DG-PIC: Domain Generalized Point-In-Context Learning for Point Cloud Understanding¶

Conference: ECCV 2024
arXiv: 2407.08801
Code: https://github.com/Jinec98/DG-PIC
Area: 3D Vision
Keywords: Point Cloud Understanding, Domain Generalization, In-Context Learning, Multi-Task Learning, Test-Time Adaptation

TL;DR¶

DG-PIC is proposed, representing the first point cloud understanding framework that simultaneously addresses multi-domain and multi-task learning in a unified model. Through dual-level source prototype estimation and a test-time feature shifting mechanism, it enhances generalization capability to unseen domains without requiring model updates.

Background & Motivation¶

Background: Point cloud understanding is widely used in fields such as autonomous driving and robotics, but models are typically trained and tested on a single dataset. Performance degrades significantly when facing new data with different distributions (e.g., from synthetic ModelNet40 to real-scan ScanObjectNN).

Limitations of Prior Work: - Domain Generalization (DG) methods are generally designed for a single task (e.g., classification), lack multi-task capabilities, and ignore the valuable utility of the test data itself. - In-Context Learning (ICL) methods (such as PIC) can handle multiple tasks but are restricted to a single dataset, exhibiting poor cross-domain generalization. - Neither type of method can simultaneously solve the "multi-domain" and "multi-task" problems.

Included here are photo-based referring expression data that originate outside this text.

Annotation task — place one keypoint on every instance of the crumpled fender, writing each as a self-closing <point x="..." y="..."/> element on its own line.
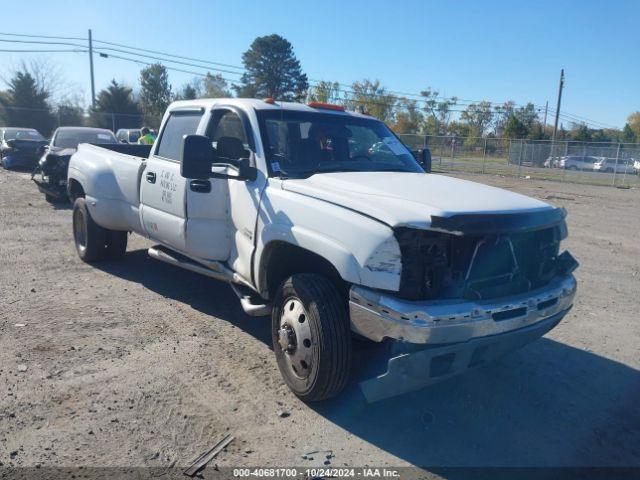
<point x="363" y="250"/>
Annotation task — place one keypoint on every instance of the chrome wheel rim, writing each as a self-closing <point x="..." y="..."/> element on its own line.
<point x="294" y="338"/>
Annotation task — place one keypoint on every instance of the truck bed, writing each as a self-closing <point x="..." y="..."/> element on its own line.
<point x="110" y="175"/>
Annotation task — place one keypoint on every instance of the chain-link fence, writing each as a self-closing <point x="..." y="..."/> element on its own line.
<point x="594" y="163"/>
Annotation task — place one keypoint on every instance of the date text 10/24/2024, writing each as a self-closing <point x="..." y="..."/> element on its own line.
<point x="316" y="472"/>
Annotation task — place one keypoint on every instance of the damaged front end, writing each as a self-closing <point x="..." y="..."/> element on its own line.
<point x="471" y="289"/>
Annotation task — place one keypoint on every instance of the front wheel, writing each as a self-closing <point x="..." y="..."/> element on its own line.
<point x="311" y="336"/>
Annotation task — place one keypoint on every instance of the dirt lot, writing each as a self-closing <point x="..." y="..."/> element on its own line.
<point x="141" y="364"/>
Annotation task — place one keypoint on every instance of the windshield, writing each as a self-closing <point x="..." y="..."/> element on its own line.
<point x="13" y="134"/>
<point x="71" y="138"/>
<point x="300" y="144"/>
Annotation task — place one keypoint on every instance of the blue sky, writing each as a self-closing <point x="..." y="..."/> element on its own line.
<point x="493" y="50"/>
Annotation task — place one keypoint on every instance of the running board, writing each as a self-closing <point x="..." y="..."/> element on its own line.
<point x="251" y="302"/>
<point x="173" y="258"/>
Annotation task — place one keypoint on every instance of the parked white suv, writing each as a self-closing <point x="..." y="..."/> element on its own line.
<point x="618" y="165"/>
<point x="323" y="219"/>
<point x="578" y="162"/>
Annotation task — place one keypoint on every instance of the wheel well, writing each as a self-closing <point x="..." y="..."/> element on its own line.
<point x="75" y="190"/>
<point x="280" y="260"/>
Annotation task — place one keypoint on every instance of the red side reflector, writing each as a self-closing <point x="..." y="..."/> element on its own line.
<point x="328" y="106"/>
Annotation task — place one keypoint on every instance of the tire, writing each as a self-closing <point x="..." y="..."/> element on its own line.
<point x="89" y="237"/>
<point x="311" y="337"/>
<point x="116" y="244"/>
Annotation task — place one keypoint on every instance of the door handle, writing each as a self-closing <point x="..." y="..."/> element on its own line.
<point x="200" y="186"/>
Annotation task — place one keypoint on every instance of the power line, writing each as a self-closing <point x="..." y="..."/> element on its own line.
<point x="76" y="50"/>
<point x="169" y="54"/>
<point x="344" y="87"/>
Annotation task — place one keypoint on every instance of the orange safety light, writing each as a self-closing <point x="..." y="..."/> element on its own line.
<point x="328" y="106"/>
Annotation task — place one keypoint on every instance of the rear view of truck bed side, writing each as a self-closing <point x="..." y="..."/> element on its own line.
<point x="111" y="174"/>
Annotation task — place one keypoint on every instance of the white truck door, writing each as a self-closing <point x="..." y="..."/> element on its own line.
<point x="210" y="229"/>
<point x="163" y="190"/>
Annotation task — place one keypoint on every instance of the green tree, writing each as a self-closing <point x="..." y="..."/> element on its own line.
<point x="634" y="123"/>
<point x="372" y="98"/>
<point x="515" y="128"/>
<point x="327" y="92"/>
<point x="580" y="132"/>
<point x="527" y="115"/>
<point x="501" y="115"/>
<point x="478" y="116"/>
<point x="115" y="108"/>
<point x="69" y="115"/>
<point x="628" y="135"/>
<point x="214" y="86"/>
<point x="188" y="92"/>
<point x="537" y="132"/>
<point x="26" y="104"/>
<point x="272" y="70"/>
<point x="438" y="111"/>
<point x="408" y="118"/>
<point x="155" y="93"/>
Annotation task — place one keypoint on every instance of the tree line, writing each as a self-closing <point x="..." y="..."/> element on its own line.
<point x="271" y="69"/>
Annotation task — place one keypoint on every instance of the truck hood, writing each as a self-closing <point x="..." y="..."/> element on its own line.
<point x="412" y="199"/>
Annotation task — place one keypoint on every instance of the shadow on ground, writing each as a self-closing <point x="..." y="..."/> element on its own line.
<point x="547" y="404"/>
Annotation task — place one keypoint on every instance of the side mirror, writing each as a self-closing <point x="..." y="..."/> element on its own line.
<point x="196" y="157"/>
<point x="426" y="159"/>
<point x="240" y="170"/>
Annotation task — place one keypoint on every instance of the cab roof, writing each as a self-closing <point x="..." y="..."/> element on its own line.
<point x="258" y="104"/>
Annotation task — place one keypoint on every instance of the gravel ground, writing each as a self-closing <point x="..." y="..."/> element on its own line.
<point x="139" y="364"/>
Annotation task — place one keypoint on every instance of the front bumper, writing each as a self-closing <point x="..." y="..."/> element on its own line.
<point x="411" y="371"/>
<point x="446" y="338"/>
<point x="14" y="160"/>
<point x="376" y="315"/>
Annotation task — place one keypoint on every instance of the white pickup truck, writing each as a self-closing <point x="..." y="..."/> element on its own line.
<point x="323" y="218"/>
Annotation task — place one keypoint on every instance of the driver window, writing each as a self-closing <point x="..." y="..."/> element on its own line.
<point x="229" y="137"/>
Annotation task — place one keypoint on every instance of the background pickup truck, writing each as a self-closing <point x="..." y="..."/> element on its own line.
<point x="324" y="219"/>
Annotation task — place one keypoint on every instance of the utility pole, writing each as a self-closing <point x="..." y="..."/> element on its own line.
<point x="93" y="85"/>
<point x="560" y="87"/>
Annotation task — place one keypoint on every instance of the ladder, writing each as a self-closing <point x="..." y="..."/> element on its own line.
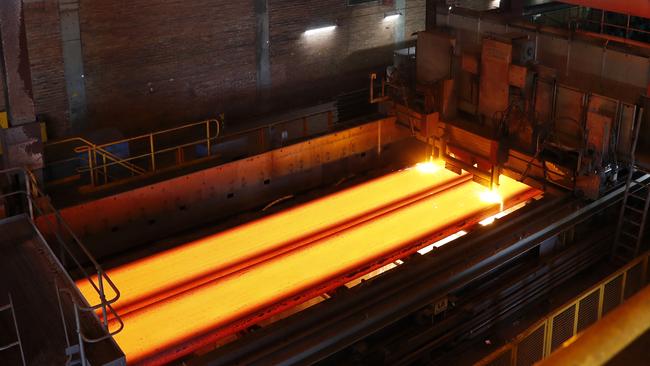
<point x="634" y="211"/>
<point x="10" y="307"/>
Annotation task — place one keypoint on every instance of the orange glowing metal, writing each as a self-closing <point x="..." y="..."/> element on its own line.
<point x="157" y="277"/>
<point x="180" y="318"/>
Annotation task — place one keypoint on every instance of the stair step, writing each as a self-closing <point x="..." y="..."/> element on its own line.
<point x="635" y="223"/>
<point x="619" y="259"/>
<point x="628" y="234"/>
<point x="633" y="209"/>
<point x="72" y="350"/>
<point x="629" y="248"/>
<point x="640" y="198"/>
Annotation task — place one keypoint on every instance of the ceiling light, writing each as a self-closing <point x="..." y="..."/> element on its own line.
<point x="391" y="16"/>
<point x="320" y="30"/>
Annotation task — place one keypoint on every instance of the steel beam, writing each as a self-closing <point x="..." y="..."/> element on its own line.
<point x="431" y="15"/>
<point x="263" y="46"/>
<point x="640" y="8"/>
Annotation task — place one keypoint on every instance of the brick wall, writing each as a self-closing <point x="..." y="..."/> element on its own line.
<point x="45" y="56"/>
<point x="150" y="64"/>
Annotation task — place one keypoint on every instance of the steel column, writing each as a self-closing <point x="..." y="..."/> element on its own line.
<point x="73" y="62"/>
<point x="15" y="58"/>
<point x="22" y="143"/>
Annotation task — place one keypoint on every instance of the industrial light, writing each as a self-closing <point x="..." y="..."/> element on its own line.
<point x="491" y="196"/>
<point x="320" y="30"/>
<point x="391" y="16"/>
<point x="429" y="167"/>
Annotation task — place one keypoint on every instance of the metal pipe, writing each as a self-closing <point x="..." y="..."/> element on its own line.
<point x="640" y="8"/>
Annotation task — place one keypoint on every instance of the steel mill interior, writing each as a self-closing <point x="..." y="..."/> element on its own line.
<point x="333" y="182"/>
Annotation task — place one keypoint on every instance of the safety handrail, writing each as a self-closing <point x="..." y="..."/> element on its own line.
<point x="212" y="136"/>
<point x="34" y="210"/>
<point x="18" y="342"/>
<point x="546" y="323"/>
<point x="81" y="337"/>
<point x="212" y="126"/>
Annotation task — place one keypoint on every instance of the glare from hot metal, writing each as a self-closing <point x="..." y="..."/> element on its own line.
<point x="150" y="279"/>
<point x="280" y="278"/>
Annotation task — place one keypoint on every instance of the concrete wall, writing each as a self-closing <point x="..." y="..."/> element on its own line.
<point x="152" y="63"/>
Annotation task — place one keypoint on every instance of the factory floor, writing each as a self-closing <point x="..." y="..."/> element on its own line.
<point x="471" y="351"/>
<point x="31" y="277"/>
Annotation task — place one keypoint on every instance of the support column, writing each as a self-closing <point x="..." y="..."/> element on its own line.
<point x="431" y="15"/>
<point x="262" y="44"/>
<point x="22" y="143"/>
<point x="73" y="62"/>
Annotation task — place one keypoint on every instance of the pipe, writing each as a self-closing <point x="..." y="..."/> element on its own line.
<point x="604" y="340"/>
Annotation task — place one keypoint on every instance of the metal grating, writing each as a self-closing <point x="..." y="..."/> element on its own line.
<point x="633" y="282"/>
<point x="563" y="327"/>
<point x="588" y="310"/>
<point x="503" y="359"/>
<point x="562" y="324"/>
<point x="612" y="296"/>
<point x="531" y="348"/>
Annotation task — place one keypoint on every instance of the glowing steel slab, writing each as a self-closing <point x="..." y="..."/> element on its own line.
<point x="173" y="271"/>
<point x="212" y="306"/>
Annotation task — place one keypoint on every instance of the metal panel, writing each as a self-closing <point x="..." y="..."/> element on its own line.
<point x="634" y="280"/>
<point x="155" y="210"/>
<point x="531" y="348"/>
<point x="434" y="52"/>
<point x="562" y="327"/>
<point x="495" y="71"/>
<point x="612" y="294"/>
<point x="502" y="360"/>
<point x="568" y="116"/>
<point x="588" y="313"/>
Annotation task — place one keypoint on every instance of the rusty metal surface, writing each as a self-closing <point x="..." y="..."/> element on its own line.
<point x="24" y="147"/>
<point x="604" y="340"/>
<point x="434" y="51"/>
<point x="640" y="8"/>
<point x="214" y="193"/>
<point x="495" y="72"/>
<point x="242" y="299"/>
<point x="18" y="76"/>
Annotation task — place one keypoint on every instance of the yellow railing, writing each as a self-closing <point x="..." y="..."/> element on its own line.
<point x="548" y="334"/>
<point x="145" y="151"/>
<point x="172" y="147"/>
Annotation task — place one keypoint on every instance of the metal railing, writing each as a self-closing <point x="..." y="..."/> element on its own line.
<point x="548" y="334"/>
<point x="10" y="307"/>
<point x="160" y="150"/>
<point x="36" y="204"/>
<point x="100" y="162"/>
<point x="81" y="337"/>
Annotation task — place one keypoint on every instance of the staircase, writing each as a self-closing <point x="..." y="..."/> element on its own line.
<point x="631" y="222"/>
<point x="634" y="210"/>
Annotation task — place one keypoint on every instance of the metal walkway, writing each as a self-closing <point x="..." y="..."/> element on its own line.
<point x="30" y="274"/>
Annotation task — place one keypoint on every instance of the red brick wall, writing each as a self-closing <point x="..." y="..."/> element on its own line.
<point x="45" y="56"/>
<point x="155" y="63"/>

Key Challenge: A unified model needs to reconcile task generalization (multi-task) and domain generalization (multi-domain), whereas existing methods can only address one of them.

Goal: To handle point cloud understanding across multiple domains and tasks in a unified model, and generalize to unseen domains during testing without updating model parameters.

Key Insight: Combining the multi-task ICL of PIC with test-time domain generalization—learning cross-domain generalizable information via PIC during pre-training, and shifting target domain features towards the source domain during testing.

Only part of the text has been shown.